In Britain, the 17th came under the command of Maj. Gen. Matthew B. Ridgway's XVIII Airborne Corps, a part of Maj. Gen. Lewis H. Brereton's First Allied Airborne Army. It was not chosen to participate in Operation Market Garden, the airborne landings in the Netherlands, as Allied planners believed it had arrived too late and could not be "trained up" in time. After Market Garden, the division was shipped to France and then Belgium to fight in the Ardennes during the Battle of the Bulge. The 17th gained its first Medal of Honor during its time fighting in the Ardennes, and was then withdrawn to Luxembourg to prepare for an assault over the River Rhine. In March 1945, the division participated in its only airborne operation, dropping alongside the British 6th Airborne Division as a part of Operation Varsity, during which it gained three more Medals of Honor. The division advanced through Northern Germany until the end of World War II, when it briefly undertook occupation duties in Germany before shipping back to the United States. It was inactivated in September 1945, although it was briefly reactivated as a training division between 1948 and 1949.
Formation
The German Armed Forces pioneered the use of large-scale airborne formations, first during the invasion of Norway and Denmark and later that year during the assaults on the Netherlands and Belgium in 1940 and later in the Battle of Crete in 1941. The Allied governments were aware of the success of these operations (but not of the heavy German casualties incurred, particularly during the assault on the Netherlands and the invasion of Crete) and decided to form their own airborne formations. This decision would eventually lead to the creation of five American and two British airborne divisions, as well as many smaller units. The 17th Airborne Division was activated on 15 April 1943 at Camp Mackall in North Carolina, under the command of the newly promoted Major General William Miley, a veteran of World War I. The division was originally composed of the 513th Parachute Infantry Regiment, activated on 11 January 1943 at Fort Benning, the 193rd Glider Infantry Regiment, and the 194th Glider Infantry Regiment. The official dedication ceremony for the unit took place on 1 May 1943, with thousands of civilian and military spectators, including Major General Elbridge Chapman, overall commander of Airborne Command and of all American airborne forces during World War II.

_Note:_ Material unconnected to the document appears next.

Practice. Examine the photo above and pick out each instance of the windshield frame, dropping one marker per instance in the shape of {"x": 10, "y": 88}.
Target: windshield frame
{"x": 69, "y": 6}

thumb|left|[[William M. Miley|William Miley, seen here as a brigadier general, commanded the 17th Airborne Division for the entirety of its activation.]]Once activated, the division remained in the United States for training and exercises. As the division, like all airborne units, was intended to be an elite formation, the training regime was extremely arduous. There were and towers built from which prospective airborne troops would jump off of to simulate landing by parachute, lengthy forced marches and practice jumps from transport aircraft; to pause in the doorway of an aircraft during a practice jump resulted in an automatic failure for the candidate. The resultant failure rate was accordingly high, but there was never a shortage of candidates, especially for the American divisions, as the rate of pay was much higher than that of an ordinary infantryman. The Commanding General (CG) of the U.S. 11th Airborne Division, Major General Joseph May Swing, had been temporarily assigned to act as airborne advisor to General Dwight D. Eisenhower, the Supreme Allied Commander in the Mediterranean, for the invasion of Sicily, and had observed the airborne assault, which went badly. The U.S. 82nd Airborne Division had been deployed by both parachute and glider and had suffered high casualties, leading to a perception that it had failed to achieve many of its objectives.
Swing Board
General Eisenhower had reviewed the airborne role in Operation Husky, and had concluded that large-scale formations were too difficult to control in combat to be practical. Lieutenant General Lesley J. McNair, commander of Army Ground Forces, had similar misgivings: once an airborne supporter, he had been greatly disappointed by their performance in North Africa and, more recently, Sicily. However, other high-ranking officers believed otherwise, notably the U.S. Army Chief of Staff, George Marshall. He persuaded Eisenhower to set up a review board and to withhold judgement on the effectiveness of divisional-sized airborne forces until a large-scale maneuver could be tried in December. When Swing returned to the United States to resume command of the 11th Airborne Division in mid-September 1943, he had an additional role. McNair ordered him to form a committee–the Swing Board–composed of U.S. Army Air Forces, parachute and glider infantry, and artillery officers to arrange a large-scale maneuver that would effectively decide the fate of the divisional-sized airborne force. The maneuver would also provide both divisions with further airborne training, as had occurred several months previously in a large-scale maneuver undertaken by the 82nd and the 101st Airborne Divisions.